My House Smells

Beautiful Young Woman Outdoors. Enjoy Nature. Meadow

I want my house to smell as welcoming as warm cookies, as sedated as clean linens, as invigorating as lemonade from the stand. Natural. Gathering my lighter to fire-up the candles, but I don’t have enough in the same scent. I reach for a cranberry/orange, and a fresh balsam, a cookie crumbs, a vanilla holiday, a pine needles, and a frosted mulberry candle. With each simultaneously glowing and scattered through the rooms—this house will smell better soon or I’ll ignite from an allergic reaction.

Yea, I know your house never suffers from this malady. Yours is more like freshly laundered sheets and orchids.

It’s not just my house. My life could use a fresh scent, only, I can’t settle on the right mix. Some days I’m as tart as apple peels, others like a zebra let loose from her stripes. An occasional moment has me reclining with a stretch a bit too reaching. I don’t know how I should smell. These emotions run together like streams converging into a river. I don’t even know what I want for dinner. You pick. But no rabbit. Or squirrel. Or chicken liver.

Have you ever wondered if God always eats oatmeal for breakfast or if He is satisfied with a bit of nuts in His pancakes? Does His world twirl as precisely as sunset and sunrise? Would He pout if I missed out on the lecture in return for a quiet conversation? Does His kitchen smell like mine in the morning?

God, my world is zips and zaps in competing twists. Today looks like rest when I need it to be a tree laden with oranges. Productive and focused. Oftentimes, I feel challenged because my world isn’t tidy, wrapped, and displayed with a pretty ribbon. And I want it to be.

Martin Luther King, Jr. once said he had a dream. I have a dream, too, a dream that I will finish all the tasks I’ve started, that I will finish well. I shudder at the mention of a wasted life, but would rather become a beacon of God’s goodness. My list doesn’t include fame, not anymore, and it doesn’t choose perfection, although I’m obligated to perform well. I want to live as if God matters, life matters, and the people He’s placed in my care matters.

How can I live without passion, but just to coast along in some mediocre posture?

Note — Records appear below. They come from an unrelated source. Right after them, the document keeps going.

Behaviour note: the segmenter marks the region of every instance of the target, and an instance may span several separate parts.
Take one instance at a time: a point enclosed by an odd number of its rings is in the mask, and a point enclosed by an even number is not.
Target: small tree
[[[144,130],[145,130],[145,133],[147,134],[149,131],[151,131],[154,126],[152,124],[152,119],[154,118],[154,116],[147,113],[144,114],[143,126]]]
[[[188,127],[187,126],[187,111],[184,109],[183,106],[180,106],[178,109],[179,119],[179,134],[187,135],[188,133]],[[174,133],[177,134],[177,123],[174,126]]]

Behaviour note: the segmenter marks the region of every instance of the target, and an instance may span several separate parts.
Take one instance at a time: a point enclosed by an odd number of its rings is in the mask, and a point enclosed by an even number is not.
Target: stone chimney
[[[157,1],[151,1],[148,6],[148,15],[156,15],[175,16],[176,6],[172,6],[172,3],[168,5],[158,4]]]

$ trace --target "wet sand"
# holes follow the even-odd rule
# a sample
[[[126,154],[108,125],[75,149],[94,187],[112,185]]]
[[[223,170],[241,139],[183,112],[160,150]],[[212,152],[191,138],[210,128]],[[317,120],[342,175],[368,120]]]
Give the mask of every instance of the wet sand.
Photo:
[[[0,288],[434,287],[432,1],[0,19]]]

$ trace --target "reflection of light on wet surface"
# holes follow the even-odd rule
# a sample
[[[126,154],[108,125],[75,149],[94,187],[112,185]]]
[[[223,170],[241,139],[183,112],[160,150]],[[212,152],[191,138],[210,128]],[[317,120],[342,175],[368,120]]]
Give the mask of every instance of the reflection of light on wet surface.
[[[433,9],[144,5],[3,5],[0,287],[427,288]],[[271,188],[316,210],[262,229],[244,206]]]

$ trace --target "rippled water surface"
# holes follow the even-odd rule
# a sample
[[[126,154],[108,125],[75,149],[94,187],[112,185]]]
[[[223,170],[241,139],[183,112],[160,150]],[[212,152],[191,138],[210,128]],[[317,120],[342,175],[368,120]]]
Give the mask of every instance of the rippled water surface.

It’s this passion that places me in the fast lane. Always running—eager to accomplish the desires of my God-saturated heart. Ten is never enough. It must be eleven. And then twelve. I cannot stop. Or I will die a miserable old soul.

This isn’t about armpits and dirty feet or yesterday’s pot of turnips greens floating odors around the room. It’s more like cleanness in my soul, clarity of mind, and freedom to soar. I want to live unencumbered with secondaries, to live solely for the essentials, to have a house that smells good. Everyday.

Scraps

journey

When I die they will find my remains scattered like stubborn glitter to the furthest reaches of Florida to heights of my beloved Virginia. Partial remnants will be detected in cookie crumbs resting in the crevices of my Lazy Boy. I will live forever when I die, for I have lived.

The threads of my hand-knitted dishcloths have cleansed many a counter, pot, and drinking glass. Every red, brown, green and blue strand wound through my fingers—stitch by stitch. It will live forever even when the cotton is frayed, burned, and stained, spilling out my prayers for the recipient.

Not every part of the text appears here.